Long-Term NDVI-Based Analysis of Rice Growth Cycles in Malaysia Using Landsat Time-Series Data
Keywords:
Normalized Difference Vegetation Index (NDVI), Rice Growth Monitoring, Satellite Remote Sensing, Landsat Time-Series DataAbstract
Rice is one of the key food crops in Malaysia and is cultivated under a double-cropping system that consists of a main season and an off-season. Continuous and long-term monitoring of rice growth is essential for understanding crop phenology and supporting future agricultural management and yield assessment.

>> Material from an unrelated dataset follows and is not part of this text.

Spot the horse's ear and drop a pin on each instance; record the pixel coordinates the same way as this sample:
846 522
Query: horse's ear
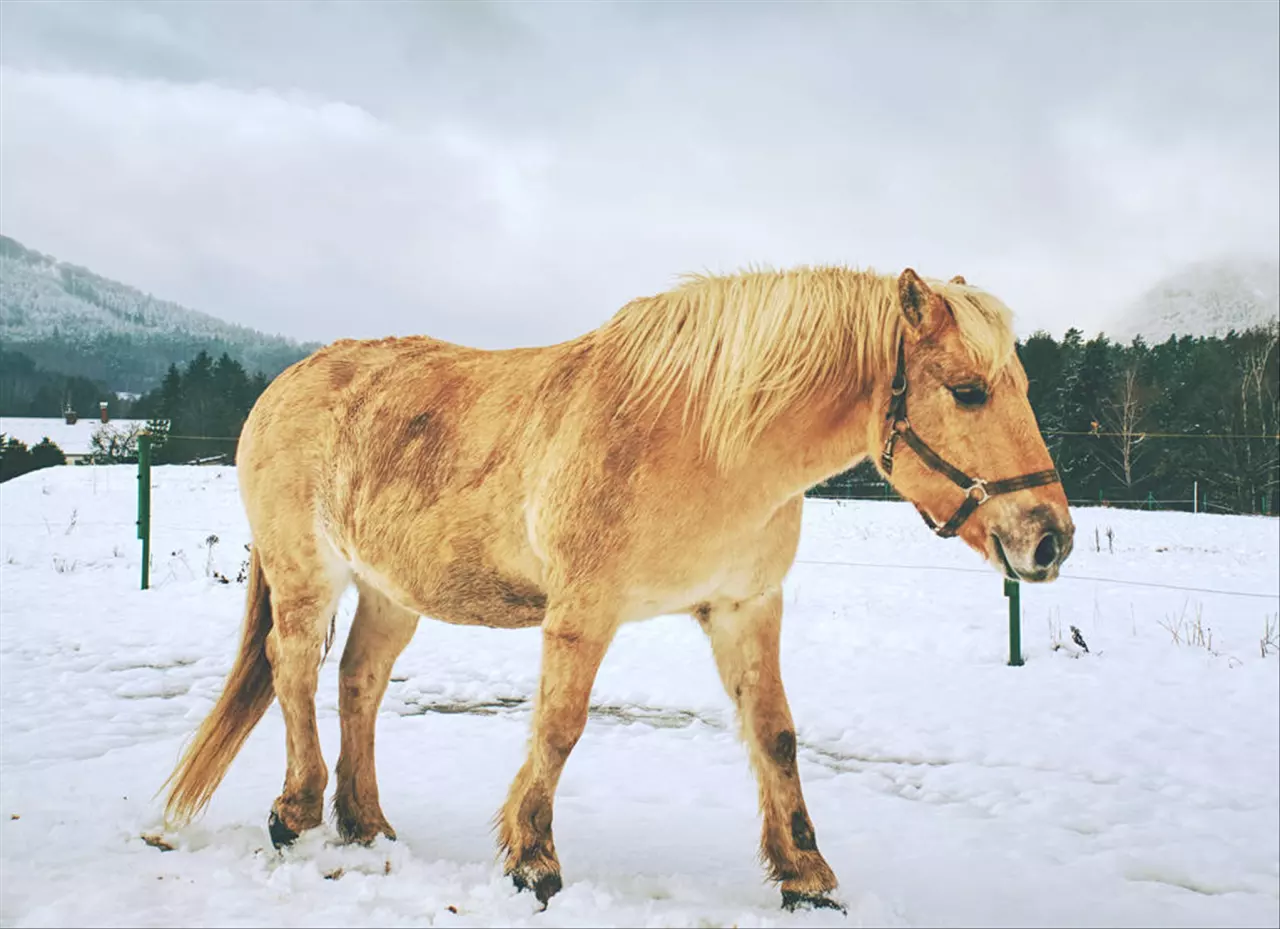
924 310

This study presents a long-term analysis of rice growth trends in Malaysia using the Normalized Difference Vegetation Index derived from Landsat satellite time-series data spanning January 2000 to December 2024. The study area covers approximately 10 km² of rice cultivation land located near Pekan, on the east coast of Peninsular Malaysia. Monthly NDVI composites were generated from Landsat 5 TM, Landsat 7 ETM+, Landsat 8 OLI, and Landsat 9 OLI-2 surface reflectance products, with cloud-contaminated pixels removed using quality assessment information. The results reveal a clear bimodal NDVI pattern that corresponds to Malaysia’s double-cropping rice system, with peak NDVI values occurring during the off-season (May–June) and main season (October–November). Seasonal NDVI variations reflect distinct rice growth stages, including tillering, heading, and harvesting periods. The findings demonstrate the capability of long-term Landsat NDVI data to effectively capture rice growth dynamics and seasonal cycles. This study provides a quantitative baseline for future research on rice growth stage modeling, pest and disease monitoring, and yield estimation using satellite-based observations.